Méthodes et problèmes

L'autobiographie mythique

Dominique Kunz Westerhoff, © 2005
Dpt de Français moderne – Université de Genève

I.4. Une réduction du mythe, du récit à l'image

À cette double évolution, conduisant du récit mythique à l'avènement du discours logique, et de la transmission orale à la littérature, il faut encore ajouter un troisième point. En effet, le théoricien de la littérature Harald Weinrich montre que le mythe subit une réduction progressive, perdant peu à peu son statut narratif pour devenir un symbole. Dès l'Antiquité, le mythe s'est immobilisé dans son caractère événementiel, sous forme de tableaux, de sculptures: de moins en moins traité comme récit, il est de plus en plus envisagé comme une image. Il ne raconte plus une histoire, mais il symbolise. Par exemple, on ne retient plus de l'histoire de Narcisse que le moment où le héros se perd dans la contemplation de son propre reflet. La dénarrativisation du mythe serait ainsi un signe de démythologisation progressive.

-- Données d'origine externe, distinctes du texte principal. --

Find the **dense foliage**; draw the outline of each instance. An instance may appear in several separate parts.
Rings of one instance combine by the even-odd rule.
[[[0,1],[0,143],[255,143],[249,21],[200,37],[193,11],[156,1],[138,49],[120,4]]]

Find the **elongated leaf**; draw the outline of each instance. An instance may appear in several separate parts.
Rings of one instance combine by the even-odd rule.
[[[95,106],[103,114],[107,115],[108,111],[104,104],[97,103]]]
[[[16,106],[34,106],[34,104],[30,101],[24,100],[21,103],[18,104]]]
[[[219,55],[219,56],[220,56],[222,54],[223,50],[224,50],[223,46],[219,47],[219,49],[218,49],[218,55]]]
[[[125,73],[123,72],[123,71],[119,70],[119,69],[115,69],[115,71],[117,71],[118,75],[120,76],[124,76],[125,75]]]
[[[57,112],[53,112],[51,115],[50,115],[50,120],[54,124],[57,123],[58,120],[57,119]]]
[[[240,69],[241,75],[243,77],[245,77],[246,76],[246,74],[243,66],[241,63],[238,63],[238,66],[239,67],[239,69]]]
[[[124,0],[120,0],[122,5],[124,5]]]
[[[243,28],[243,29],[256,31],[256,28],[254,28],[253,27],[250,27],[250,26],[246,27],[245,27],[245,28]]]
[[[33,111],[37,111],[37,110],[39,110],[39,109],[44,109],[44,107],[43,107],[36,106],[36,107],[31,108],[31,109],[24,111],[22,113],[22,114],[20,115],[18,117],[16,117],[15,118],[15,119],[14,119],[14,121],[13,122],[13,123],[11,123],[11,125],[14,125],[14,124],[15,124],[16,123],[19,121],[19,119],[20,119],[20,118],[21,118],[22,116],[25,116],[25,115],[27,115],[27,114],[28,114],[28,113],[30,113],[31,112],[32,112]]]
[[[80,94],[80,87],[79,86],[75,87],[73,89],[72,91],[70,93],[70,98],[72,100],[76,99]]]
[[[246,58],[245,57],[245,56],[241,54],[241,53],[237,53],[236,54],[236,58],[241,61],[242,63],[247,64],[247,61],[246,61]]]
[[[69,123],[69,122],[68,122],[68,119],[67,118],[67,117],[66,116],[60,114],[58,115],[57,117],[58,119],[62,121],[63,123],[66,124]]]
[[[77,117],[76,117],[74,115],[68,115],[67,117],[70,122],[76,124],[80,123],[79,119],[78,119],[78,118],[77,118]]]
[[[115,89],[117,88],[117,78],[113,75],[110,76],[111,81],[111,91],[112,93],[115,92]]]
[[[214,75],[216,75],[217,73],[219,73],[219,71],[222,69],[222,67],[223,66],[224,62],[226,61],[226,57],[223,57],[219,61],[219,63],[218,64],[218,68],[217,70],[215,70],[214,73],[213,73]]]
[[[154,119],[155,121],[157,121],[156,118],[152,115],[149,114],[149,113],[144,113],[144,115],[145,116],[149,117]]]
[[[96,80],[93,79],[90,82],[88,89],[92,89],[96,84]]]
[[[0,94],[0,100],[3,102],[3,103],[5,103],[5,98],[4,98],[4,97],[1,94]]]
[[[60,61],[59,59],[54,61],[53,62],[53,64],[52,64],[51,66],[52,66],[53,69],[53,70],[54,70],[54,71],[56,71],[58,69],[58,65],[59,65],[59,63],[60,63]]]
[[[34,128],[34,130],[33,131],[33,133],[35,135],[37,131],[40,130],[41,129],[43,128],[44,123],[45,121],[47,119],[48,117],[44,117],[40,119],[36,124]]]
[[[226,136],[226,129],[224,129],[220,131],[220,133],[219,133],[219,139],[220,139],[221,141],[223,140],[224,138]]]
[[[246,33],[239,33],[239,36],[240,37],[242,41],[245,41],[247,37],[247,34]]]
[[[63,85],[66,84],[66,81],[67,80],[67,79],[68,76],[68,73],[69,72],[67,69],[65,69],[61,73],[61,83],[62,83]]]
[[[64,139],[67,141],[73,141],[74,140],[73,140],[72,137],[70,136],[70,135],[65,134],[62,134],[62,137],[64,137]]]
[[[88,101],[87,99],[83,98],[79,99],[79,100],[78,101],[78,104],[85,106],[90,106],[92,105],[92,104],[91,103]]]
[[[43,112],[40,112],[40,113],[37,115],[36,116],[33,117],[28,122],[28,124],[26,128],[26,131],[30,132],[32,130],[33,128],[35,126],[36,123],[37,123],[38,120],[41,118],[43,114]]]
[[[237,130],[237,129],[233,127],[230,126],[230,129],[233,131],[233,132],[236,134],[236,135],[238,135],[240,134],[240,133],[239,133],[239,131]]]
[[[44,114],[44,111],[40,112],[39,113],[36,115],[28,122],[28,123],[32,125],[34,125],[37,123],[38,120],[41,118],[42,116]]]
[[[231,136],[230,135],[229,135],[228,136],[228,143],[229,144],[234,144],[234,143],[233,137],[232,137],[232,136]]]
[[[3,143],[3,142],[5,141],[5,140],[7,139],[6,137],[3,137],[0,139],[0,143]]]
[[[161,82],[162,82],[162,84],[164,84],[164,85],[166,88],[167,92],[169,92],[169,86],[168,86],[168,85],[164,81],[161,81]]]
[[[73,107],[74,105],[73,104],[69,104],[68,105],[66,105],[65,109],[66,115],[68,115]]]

Dans Du mythe au roman, Claude Lévi-Strauss n'est pas sans constater lui-même cette réduction du mythe qu'il appréhende lors de son passage dans la littérature. Les réécritures du mythe procéderaient ainsi à une dislocation du récit fondateur, et n'en conserveraient, éparses, que des images instantanées:

Le romancier vogue à la dérive parmi ces corps flottants que, dans la débâcle qu'elle provoque, la chaleur de l'histoire arrache à leur banquise.

Cependant, cette dénarrativisation du mythe ne coïncide pas nécessairement avec une perte de puissance. Lorsque dans L'Âge d'homme, Leiris mentionne la psychologie freudienne en disant qu'elle offre un séduisant matériel d'images, il entérine cette réduction du mythe à une image signifiante. Il organise son autobiographie autour des deux figures mythiques de Lucrèce et de Judith, qui apparaissent en tant qu'images peintes dans le diptyque de Cranach, figées au paroxysme de leur histoire (le suicide et la décollation). Les mythes sont d'abord appréhendés en tant que pôles allégoriques: ils font image, en ce qu'ils soulèvent des analogies profondes dans la mémoire autobiographique, et dans les représentations culturelles d'une collectivité (la femme fatale, le sacrifice expiatoire, etc.). La dimension d'image l'emporte donc sur la dimension narrative. Certes, ces figures mythiques suscitent des scénarios que l'auteur rapporte en citant leur histoire; elles présentent des archétypes narratifs qui permettront à l'autobiographe d'enchaîner ses propres récits de souvenirs. Mais elles sont d'abord envisagées comme des images à haute valeur émotive et comme des représentations dotées d'une pertinence anthropologique. Elles permettent de maintenir une histoire personnelle dans ses lacunes chronologiques, ses aspects fragmentaires et ses zones d'ombre, et de mettre en évidence des associations imaginaires entre les moments d'une vie. La réduction du mythe à l'image a plus ici l'effet d'une condensation magique que d'une débâcle historique comme le soutient Claude Lévi-Strauss.